Bedrijven bieden ons nieuwe producten aan en hier moeten we heel voorzichtig mee zijn. We komen kijken naar de gewassen op de percelen van de producent. Er zijn gunstige voorwaarden voor een bepaalde hybride. Maar we kunnen er niet 100% zeker van zijn dat deze cultuur zich in ons klimaat aan de goede kant zal laten zien. Daarom hebben we ervaren sites nodig in het bedrijf. We moeten weten wat ons wordt aangeboden.”
Nieuwe oriëntatiepunten
Landbouwkundigen kiezen alleen die hybriden en variëteiten waarin ze geïnteresseerd zijn.

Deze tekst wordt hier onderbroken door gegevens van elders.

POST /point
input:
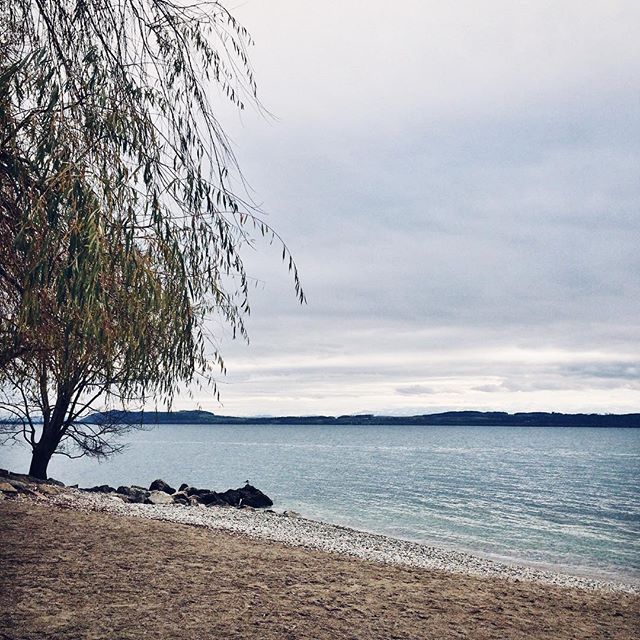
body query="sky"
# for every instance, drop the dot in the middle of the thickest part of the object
(459, 185)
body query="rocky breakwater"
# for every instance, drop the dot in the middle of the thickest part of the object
(159, 493)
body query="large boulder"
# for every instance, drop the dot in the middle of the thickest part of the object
(247, 496)
(7, 488)
(161, 485)
(211, 499)
(252, 497)
(180, 497)
(134, 494)
(103, 488)
(159, 497)
(192, 491)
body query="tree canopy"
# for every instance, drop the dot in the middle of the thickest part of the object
(118, 202)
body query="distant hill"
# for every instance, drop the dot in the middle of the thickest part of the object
(450, 418)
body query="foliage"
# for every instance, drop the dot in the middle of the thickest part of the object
(124, 233)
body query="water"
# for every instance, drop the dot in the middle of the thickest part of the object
(566, 498)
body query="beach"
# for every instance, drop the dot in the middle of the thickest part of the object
(76, 565)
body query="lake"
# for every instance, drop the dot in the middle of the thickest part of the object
(561, 497)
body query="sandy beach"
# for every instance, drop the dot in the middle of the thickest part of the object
(84, 566)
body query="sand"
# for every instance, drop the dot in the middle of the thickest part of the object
(72, 573)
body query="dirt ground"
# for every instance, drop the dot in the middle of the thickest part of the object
(70, 575)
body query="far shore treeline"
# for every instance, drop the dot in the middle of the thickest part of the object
(449, 418)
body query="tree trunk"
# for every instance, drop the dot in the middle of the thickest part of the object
(40, 460)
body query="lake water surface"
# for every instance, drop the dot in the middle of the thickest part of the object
(565, 497)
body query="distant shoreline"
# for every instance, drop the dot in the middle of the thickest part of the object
(449, 418)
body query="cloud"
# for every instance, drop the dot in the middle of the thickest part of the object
(459, 188)
(416, 390)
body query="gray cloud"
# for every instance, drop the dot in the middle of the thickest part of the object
(460, 190)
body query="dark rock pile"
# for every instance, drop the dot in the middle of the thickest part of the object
(159, 492)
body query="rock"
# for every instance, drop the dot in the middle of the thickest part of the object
(246, 496)
(253, 497)
(192, 491)
(7, 488)
(134, 494)
(50, 490)
(22, 487)
(211, 499)
(159, 497)
(103, 488)
(180, 497)
(161, 485)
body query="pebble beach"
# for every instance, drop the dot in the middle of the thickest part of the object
(293, 530)
(90, 565)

Ze kennen hun klimatologische omstandigheden goed en zullen het woord niet geloven van bedrijven die de voordelen van hun producten kleurrijk beschrijven.

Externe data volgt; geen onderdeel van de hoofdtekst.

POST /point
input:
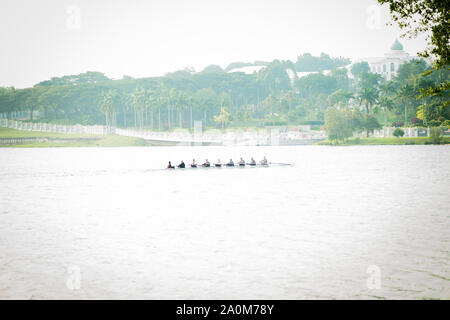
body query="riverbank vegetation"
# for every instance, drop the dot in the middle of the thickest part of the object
(277, 93)
(31, 139)
(386, 141)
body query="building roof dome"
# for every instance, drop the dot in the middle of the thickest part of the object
(397, 46)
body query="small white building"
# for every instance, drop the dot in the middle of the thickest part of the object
(388, 65)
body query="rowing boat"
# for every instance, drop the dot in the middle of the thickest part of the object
(236, 166)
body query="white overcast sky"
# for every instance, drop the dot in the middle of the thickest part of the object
(140, 38)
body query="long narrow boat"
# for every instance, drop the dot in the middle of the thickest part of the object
(236, 166)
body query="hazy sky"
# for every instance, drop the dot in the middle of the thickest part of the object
(46, 38)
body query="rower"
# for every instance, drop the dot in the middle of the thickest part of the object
(206, 164)
(263, 162)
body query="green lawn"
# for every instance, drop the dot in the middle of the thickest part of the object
(385, 141)
(69, 140)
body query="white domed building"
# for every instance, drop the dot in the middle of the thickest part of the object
(388, 65)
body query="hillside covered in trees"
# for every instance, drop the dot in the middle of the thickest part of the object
(274, 95)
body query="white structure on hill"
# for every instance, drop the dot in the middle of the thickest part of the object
(388, 65)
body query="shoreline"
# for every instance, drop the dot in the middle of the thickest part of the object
(11, 138)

"Je kunt zoveel praten als je wilt, maar je kunt de prestaties van de plant pas echt beoordelen als je er direct mee werkt", merkt Pavel Pavlovich op. — Zo belooft de fabrikant dat maïs een hoog zetmeelgehalte zal hebben. En op zijn demo-sites is de indicator erg hoog. Maar we weten niet hoe de hybride zich zal gedragen in onze bodem, met onze minerale meststoffen. Daarom nemen we verschillende hybriden en het zou geweldig zijn als er drie of vijf met succes wortel schieten.
Bovendien is ons klimaat de laatste tijd "verbeterd" en zijn we van hybride veranderd. Vorig jaar nam ik stoutmoedig FAO*280, FAO 240 en 250, zelfs FAO 300. Daarvoor groeiden ze helemaal niet, en vorig seizoen was er een volledige fysiologische rijping. En de hybride, die vroeger totaal ongeschikt was, is nu alleen dat het klimaat droger is geworden en later verdragen boeren het veel beter, waardoor de risico's om onder stressvolle omstandigheden niet de geplande opbrengst te krijgen, worden verkleind."
“We leggen elk jaar dergelijke zaadexperimenten. Er is één perceel en er zijn verschillende variëteiten”, zegt Marina Yuskovets, agronoom van Sosnovka—AGRO-Invest LLC, dat zich bezighoudt met experimentele sojabonenpercelen. — Dit perceel is klein, ongeveer drie hectare. Er zijn dit jaar vijf variëteiten. Het is onze taak om te vergelijken welke voor ons het meest veelbelovend is. We richten ons op de aanwezigheid van eiwitten. Hoe meer het in de granen zit, waarvan de analyse door laboratoriumtechnici na de oogst wordt gedaan, hoe beter.”
*FAO-maïs is een voorwaardelijke index van vroegrijpheid die is aangenomen door de Internationale Voedsel- en Landbouworganisatie van de FAO (Voedsel- en Landbouworganisatie) om een gemeenschappelijke meeteenheid te creëren voor de kenmerken van hybriden. Door variëteiten te systematiseren, kunt u ze in groepen verdelen, afhankelijk van de duur van het groeiseizoen, de som van effectieve temperaturen en een aantal andere factoren. Door tot een specifieke groep te behoren, kunnen boeren snel een hybride identificeren, de geschiktheid ervan bepalen voor de teelt voor het beoogde doel in gebieden met bepaalde klimatologische omstandigheden en gemakkelijk het beste gewas selecteren voor verwerking in verschillende regio's.